I wrote about the Supreme Court case won by Coach Joseph Kennedy back in July (July 16, 2022). He is back in the news; after winning his case he is to be reinstated to his former position with the Bremerton School District by March of 2023.
To reacquaint my readers with the case, Kennedy “lost his job as a high school football coach in the Bremerton School District after he knelt at midfield after games to offer a quiet personal prayer.” Though no student was required to pray with him, some did, and the school district thought his praying might be viewed as “passive coercion,” (Passive coercion is an oxymoron; there is nothing passive about coercion) and a violation of the Establishment Clause of the First Amendment.
At least one recent article said the Court’s decision in the Kennedy case was a “game-changer” when it came to school prayer, but that is because the ruling in Abington v.
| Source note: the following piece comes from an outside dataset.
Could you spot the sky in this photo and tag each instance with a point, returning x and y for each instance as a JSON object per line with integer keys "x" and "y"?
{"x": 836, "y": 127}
Schempp taking prayer and Bible reading out of public schools has been misunderstood.
Abington v. Schempp’s basic ruling was that a government employee, such as a school teacher, violated the Establishment Clause of the First Amendment if they led public school students, who are minors, in prayer or Bible reading. There was no language in that 1963 decision that prevented a teacher on their own time, such as a planning period, or a student on their own time, such as a study hall, from their right to the Free Exercise of their religion, such as prayer or Bible reading.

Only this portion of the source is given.